Why Is My Transaction Risky? Understanding Smart Contract Semantics and Interactions in the NFT Ecosystem

The NFT ecosystem represents an interconnected, decentralized environment that encompasses the creation, distribution, and trading of Non-Fungible Tokens (NFTs), where key actors, such as marketplaces, sellers, and buyers, utilize smart contracts to facilitate secure, transparent, and trustless transactions. Scam tokens are deliberately created to mislead users and facilitate financial exploitation, posing significant risks in the NFT ecosystem. Prior work has explored the NFT ecosystem from various perspectives, including security challenges, actor behaviors, and risks from scams and wash trading, leaving a gap in understanding the semantics and interactions of smart contracts during transactions, and how the risks associated with scam tokens manifest in relation to the semantics and interactions of contracts.
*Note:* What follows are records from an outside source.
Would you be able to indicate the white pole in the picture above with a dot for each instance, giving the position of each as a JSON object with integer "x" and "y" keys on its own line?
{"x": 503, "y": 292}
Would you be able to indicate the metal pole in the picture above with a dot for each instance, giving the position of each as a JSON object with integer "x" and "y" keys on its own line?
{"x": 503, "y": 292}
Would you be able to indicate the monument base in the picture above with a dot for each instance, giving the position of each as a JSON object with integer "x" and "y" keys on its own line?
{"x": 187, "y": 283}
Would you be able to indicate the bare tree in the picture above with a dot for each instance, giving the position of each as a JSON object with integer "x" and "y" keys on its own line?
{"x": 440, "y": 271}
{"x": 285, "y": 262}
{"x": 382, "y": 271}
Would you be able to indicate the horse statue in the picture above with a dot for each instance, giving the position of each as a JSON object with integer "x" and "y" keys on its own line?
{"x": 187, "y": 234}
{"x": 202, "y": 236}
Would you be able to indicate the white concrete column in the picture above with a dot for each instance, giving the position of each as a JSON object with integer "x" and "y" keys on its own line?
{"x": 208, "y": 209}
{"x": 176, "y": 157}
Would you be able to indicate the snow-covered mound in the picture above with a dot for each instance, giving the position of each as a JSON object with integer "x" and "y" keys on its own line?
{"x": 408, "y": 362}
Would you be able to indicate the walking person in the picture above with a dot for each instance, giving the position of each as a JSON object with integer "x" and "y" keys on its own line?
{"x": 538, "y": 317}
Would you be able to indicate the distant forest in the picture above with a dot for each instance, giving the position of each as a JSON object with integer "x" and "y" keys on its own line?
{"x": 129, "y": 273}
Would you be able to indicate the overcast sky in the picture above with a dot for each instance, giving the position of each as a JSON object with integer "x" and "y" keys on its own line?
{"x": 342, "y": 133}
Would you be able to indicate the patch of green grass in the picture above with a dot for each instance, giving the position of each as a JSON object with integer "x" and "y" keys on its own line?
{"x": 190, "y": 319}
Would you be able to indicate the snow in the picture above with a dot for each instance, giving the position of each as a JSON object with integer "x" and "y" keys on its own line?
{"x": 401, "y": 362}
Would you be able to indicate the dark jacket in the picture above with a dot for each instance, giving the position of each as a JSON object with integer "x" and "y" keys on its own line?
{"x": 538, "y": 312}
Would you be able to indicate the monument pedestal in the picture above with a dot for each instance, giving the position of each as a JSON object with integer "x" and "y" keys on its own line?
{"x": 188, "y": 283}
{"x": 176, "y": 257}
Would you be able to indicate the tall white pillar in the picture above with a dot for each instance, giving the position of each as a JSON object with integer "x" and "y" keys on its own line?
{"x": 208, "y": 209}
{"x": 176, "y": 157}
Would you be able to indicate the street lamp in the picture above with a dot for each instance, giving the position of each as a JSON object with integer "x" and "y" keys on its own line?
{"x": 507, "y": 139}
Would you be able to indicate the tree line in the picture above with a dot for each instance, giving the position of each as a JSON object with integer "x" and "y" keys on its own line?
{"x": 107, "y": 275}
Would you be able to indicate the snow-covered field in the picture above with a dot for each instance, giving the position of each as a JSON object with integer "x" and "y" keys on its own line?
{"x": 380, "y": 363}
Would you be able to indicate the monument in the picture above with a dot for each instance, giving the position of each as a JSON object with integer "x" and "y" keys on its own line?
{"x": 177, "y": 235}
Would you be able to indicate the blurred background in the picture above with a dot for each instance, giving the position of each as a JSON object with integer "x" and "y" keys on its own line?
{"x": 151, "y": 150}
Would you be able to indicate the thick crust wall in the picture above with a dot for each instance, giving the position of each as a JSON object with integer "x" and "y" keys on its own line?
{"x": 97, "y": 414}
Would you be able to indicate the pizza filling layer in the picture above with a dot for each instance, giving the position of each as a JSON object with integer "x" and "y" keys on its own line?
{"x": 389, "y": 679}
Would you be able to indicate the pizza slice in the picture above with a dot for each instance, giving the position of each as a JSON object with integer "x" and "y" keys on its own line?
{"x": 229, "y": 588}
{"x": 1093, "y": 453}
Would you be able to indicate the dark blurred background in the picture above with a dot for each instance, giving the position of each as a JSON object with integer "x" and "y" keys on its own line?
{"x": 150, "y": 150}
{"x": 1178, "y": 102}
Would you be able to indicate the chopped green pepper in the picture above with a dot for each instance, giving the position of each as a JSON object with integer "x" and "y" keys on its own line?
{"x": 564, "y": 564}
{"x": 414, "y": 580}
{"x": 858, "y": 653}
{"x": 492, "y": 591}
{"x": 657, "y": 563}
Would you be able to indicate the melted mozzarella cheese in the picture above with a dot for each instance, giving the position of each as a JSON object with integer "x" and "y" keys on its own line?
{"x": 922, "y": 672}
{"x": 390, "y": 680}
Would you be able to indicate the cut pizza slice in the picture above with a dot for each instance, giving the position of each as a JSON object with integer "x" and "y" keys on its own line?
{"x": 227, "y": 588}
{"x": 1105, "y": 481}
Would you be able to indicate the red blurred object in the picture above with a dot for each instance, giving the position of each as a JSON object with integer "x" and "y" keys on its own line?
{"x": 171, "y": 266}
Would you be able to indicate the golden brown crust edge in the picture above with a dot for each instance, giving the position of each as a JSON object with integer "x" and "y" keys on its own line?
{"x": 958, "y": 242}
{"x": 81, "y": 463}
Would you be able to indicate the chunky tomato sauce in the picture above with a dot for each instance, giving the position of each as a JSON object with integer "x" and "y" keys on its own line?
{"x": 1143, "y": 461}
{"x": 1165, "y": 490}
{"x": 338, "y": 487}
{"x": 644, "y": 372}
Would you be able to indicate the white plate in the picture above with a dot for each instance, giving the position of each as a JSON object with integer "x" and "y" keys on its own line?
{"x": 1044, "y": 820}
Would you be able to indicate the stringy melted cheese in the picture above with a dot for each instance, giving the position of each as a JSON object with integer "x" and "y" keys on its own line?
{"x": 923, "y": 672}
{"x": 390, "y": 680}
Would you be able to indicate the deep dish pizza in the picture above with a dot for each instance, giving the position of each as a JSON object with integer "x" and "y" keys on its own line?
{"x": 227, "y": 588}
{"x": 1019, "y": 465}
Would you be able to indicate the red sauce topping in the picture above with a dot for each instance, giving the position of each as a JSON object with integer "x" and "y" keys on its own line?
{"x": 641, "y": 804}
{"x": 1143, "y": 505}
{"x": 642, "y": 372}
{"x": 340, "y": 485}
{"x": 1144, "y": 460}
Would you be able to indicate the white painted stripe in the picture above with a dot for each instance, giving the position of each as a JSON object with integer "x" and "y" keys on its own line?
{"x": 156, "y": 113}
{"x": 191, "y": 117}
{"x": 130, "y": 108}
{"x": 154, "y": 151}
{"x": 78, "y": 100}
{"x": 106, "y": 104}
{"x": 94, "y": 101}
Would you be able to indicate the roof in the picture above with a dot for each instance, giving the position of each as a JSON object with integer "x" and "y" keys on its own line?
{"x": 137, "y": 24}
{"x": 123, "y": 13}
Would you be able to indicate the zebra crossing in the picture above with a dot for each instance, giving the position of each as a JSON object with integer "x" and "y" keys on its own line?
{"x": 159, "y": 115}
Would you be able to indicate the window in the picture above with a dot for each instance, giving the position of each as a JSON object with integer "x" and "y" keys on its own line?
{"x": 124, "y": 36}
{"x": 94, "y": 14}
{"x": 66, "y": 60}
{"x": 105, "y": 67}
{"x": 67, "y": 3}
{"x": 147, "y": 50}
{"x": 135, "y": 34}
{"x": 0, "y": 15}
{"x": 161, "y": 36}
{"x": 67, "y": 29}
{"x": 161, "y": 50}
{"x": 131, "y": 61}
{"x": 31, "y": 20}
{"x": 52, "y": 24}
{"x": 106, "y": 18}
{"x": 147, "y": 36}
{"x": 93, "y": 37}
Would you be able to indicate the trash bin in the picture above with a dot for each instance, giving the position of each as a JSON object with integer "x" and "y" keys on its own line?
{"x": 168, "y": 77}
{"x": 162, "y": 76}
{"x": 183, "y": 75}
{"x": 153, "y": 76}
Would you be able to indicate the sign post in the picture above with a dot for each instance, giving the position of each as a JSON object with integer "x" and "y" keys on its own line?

To bridge this gap, we conducted a large-scale empirical study on smart contract semantics and interactions in the NFT ecosystem, using a curated dataset of nearly 100 million transactions across 20 million blocks on Ethereum. We observe a limited semantic diversity among smart contracts in the NFT ecosystem, dominated by proxy, token, and DeFi contracts. Marketplace and proxy registry contracts are the most frequently involved in smart contract interactions during transactions, engaging with a broad spectrum of contracts in the ecosystem. Token contracts exhibit bytecode-level diversity, whereas scam tokens exhibit bytecode convergence. Certain interaction patterns between smart contracts are common to both risky and non-risky transactions, while others are predominantly associated with risky transactions. Based on our findings, we provide recommendations to mitigate risks in the blockchain ecosystem, and outline future research directions.